第17話 判断が遅れた夜
それは、夜半過ぎのことだった。
倉庫で帳簿を整理していたアレンは、外の騒がしさに気づいて顔を上げた。
足音が多い。しかも、急いでいる。
(……嫌な予感がする)
その直感は、外れなかった。
「フォルツさん!」
息を切らした伝令兵が、倉庫に飛び込んでくる。
「前線、第三警戒線より緊急連絡です!」
「敵影を確認、夜襲の可能性ありと――!」
アレンは、すぐに立ち上がった。
「規模は?」
「不明です」
「接触は?」
「まだ。

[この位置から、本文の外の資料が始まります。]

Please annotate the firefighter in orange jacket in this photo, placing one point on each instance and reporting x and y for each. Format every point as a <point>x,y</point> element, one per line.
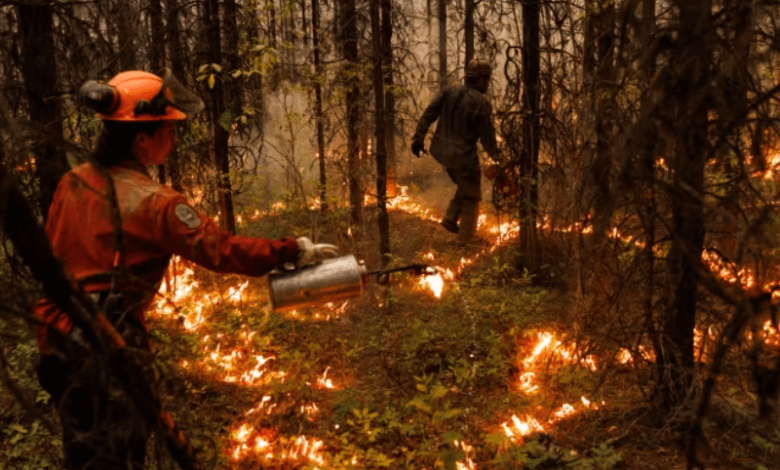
<point>138,111</point>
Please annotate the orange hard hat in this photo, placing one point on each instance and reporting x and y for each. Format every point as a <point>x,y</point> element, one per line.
<point>140,96</point>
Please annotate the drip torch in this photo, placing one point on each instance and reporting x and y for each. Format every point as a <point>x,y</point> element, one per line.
<point>330,280</point>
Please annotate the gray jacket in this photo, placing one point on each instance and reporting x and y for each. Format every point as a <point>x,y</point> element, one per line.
<point>464,116</point>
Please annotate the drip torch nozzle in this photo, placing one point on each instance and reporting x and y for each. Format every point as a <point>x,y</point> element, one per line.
<point>383,276</point>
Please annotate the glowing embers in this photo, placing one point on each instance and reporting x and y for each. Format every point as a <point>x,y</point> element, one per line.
<point>265,445</point>
<point>324,381</point>
<point>768,334</point>
<point>467,463</point>
<point>519,428</point>
<point>435,282</point>
<point>546,349</point>
<point>548,346</point>
<point>624,356</point>
<point>403,202</point>
<point>180,295</point>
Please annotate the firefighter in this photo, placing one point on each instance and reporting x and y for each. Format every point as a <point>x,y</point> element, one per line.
<point>464,115</point>
<point>138,112</point>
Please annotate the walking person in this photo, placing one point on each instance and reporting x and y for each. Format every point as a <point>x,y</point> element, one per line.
<point>138,111</point>
<point>464,117</point>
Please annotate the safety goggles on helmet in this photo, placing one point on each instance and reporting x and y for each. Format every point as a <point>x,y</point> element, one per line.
<point>140,96</point>
<point>173,94</point>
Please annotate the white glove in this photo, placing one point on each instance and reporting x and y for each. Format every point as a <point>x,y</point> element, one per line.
<point>309,253</point>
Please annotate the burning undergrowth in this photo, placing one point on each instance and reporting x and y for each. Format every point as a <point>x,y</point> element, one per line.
<point>416,376</point>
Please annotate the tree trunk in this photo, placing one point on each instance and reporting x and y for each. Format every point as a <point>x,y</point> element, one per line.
<point>530,257</point>
<point>126,18</point>
<point>255,82</point>
<point>691,67</point>
<point>39,70</point>
<point>315,23</point>
<point>469,33</point>
<point>221,156</point>
<point>349,42</point>
<point>387,58</point>
<point>602,17</point>
<point>381,151</point>
<point>235,85</point>
<point>442,44</point>
<point>645,195</point>
<point>157,53</point>
<point>177,66</point>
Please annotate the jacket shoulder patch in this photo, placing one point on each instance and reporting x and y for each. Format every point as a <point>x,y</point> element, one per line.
<point>187,216</point>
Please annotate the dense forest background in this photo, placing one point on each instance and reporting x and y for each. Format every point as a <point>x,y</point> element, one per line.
<point>629,258</point>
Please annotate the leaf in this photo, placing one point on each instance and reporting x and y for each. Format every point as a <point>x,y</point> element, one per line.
<point>17,428</point>
<point>438,391</point>
<point>419,403</point>
<point>498,439</point>
<point>450,436</point>
<point>225,120</point>
<point>447,414</point>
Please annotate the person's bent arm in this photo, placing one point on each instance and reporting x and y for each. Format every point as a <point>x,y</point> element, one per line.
<point>197,238</point>
<point>487,133</point>
<point>431,114</point>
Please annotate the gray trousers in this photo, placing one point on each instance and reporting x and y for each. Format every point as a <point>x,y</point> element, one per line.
<point>465,203</point>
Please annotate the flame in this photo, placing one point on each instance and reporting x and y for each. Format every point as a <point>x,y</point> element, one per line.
<point>433,282</point>
<point>526,383</point>
<point>324,381</point>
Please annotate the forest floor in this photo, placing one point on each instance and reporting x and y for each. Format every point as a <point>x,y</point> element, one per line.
<point>484,377</point>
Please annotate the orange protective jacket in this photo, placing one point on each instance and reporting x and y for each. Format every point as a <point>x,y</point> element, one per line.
<point>157,222</point>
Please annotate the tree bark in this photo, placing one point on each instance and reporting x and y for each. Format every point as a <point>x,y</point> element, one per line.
<point>381,150</point>
<point>602,18</point>
<point>255,81</point>
<point>39,70</point>
<point>691,66</point>
<point>442,44</point>
<point>177,66</point>
<point>530,257</point>
<point>221,150</point>
<point>315,23</point>
<point>235,85</point>
<point>349,44</point>
<point>387,58</point>
<point>126,18</point>
<point>157,54</point>
<point>469,33</point>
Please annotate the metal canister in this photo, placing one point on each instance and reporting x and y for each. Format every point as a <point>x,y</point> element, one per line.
<point>329,281</point>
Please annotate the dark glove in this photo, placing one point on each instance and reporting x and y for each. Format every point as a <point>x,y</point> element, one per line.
<point>417,147</point>
<point>311,253</point>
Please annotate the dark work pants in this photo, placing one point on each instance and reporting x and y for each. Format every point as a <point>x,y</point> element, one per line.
<point>465,203</point>
<point>103,428</point>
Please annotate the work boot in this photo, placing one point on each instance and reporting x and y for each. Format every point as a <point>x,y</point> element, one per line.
<point>449,225</point>
<point>450,220</point>
<point>468,220</point>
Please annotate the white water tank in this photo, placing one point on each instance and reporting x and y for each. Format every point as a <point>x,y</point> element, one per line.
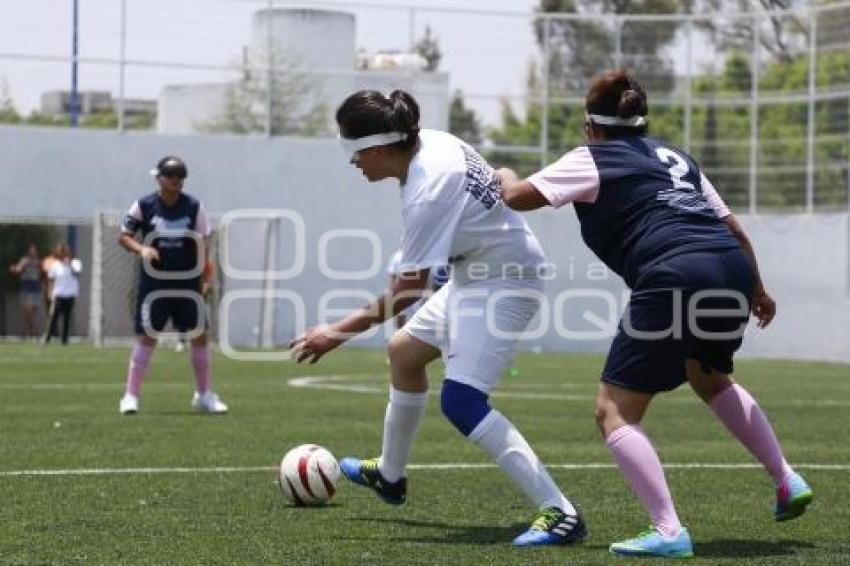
<point>319,40</point>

ただし、動きが速いと」
情報が足りない。
決定的に、足りない。
(……今、判断する材料じゃない)
アレンは、一瞬だけ目を閉じた。
「現場指揮官は?」
「迎撃か、後退かで迷っています」
「……フォルツさんの判断を仰ぎたいと」
胸の奥が、冷たくなる。
(……来た)
いつか来ると思っていた瞬間が、今だった。
「敵の位置は正確に分かっていません」
「斥候の数も?」
「不足しています」
アレンは、即答しなかった。
迎撃すれば、罠の可能性がある。
後退すれば、夜間の混乱で被害が出るかもしれない。
どちらも、最悪だ。
(……選べない)
沈黙が、数秒続く。
その沈黙が、現場にどう伝わっているかを、アレンは想像してしまう。
「……フォルツさん?」
伝令兵の声が、かすかに震えている。
「今は、判断できません」
絞り出すように言った。
「情報が足りない」
「無理に決めれば、誰かが死にます」
伝令兵は、一瞬言葉を失ったが、すぐに頷いた。
「……分かりました」
「現場には、そう伝えます」
彼が走り去った後、アレンはその場に立ち尽くしていた。
(……遅れた)
自分の沈黙が、どう作用するか。
考えないわけにはいかなかった。
夜は、長かった。
遠くで、かすかな金属音がした気がする。
風の音か、武器の擦れる音か、判別できない。
やがて、再び足音。
「フォルツさん!」
同じ伝令兵が、今度は泥と汗にまみれて戻ってきた。
「敵が接触!」
「第三警戒線、後退中です!」
アレンは、歯を食いしばった。
「被害は?」
「負傷者が数名! ただ――」
伝令兵は、言葉を続ける。
「事前に確保されていた退路が」
「……役に立っています」
アレンは、はっと顔を上げた。
「退路?」
「はい! 夜間用の簡易灯が設置されていて」
「混乱は最小限です!」
胸の奥に、重たい安堵が広がる。
(……間に合った)
それは、彼がずっと前に整えていたものだ。
使われない方がいいと願っていた準備。
だが、今夜は。
「部隊は?」
「撤退に成功」
「孤立は回避できました」
その報告に、アレンは深く息を吐いた。
「……よかった」
夜明け前。
緊急報告がまとめられ、簡易会議が開かれた。
「判断が遅れた」
前線指揮官の声は、正直だった。
「即時命令があれば、被害はもっと少なかったかもしれない」
「だが」
彼は、続ける。
「退路があった」
「それがなければ、もっと悪い結果になっていた」
室内に、微妙な沈黙が落ちる。
責める声は、ない。
だが、称賛もない。
アレンは、静かに頭を下げた。
「……申し訳ありません」
「いや」
指揮官は、首を振る。
「君が即断しなかった理由も、理解できる」
「それでも、判断を仰いだのは事実だ」
その言葉が、重い。
リーシャは、黙ってその様子を見ていた。
会議が終わった後、彼女はアレンに声をかけた。
「……怖かったですか」
「はい」
即答だった。
「判断を、求められるのが」
「……そうですか」
リーシャは、それ以上何も言わなかった。
その夜。
アレンは一人、倉庫の外で空を見上げていた。
星は、変わらず瞬いている。
(……選ばなかった)
それが、今夜の事実だ。
だが同時に。
(……備えていた)
その事実も、否定できない。
判断が遅れた夜。
それでも、誰かが生きている。
その重さを、アレンは静かに噛みしめていた。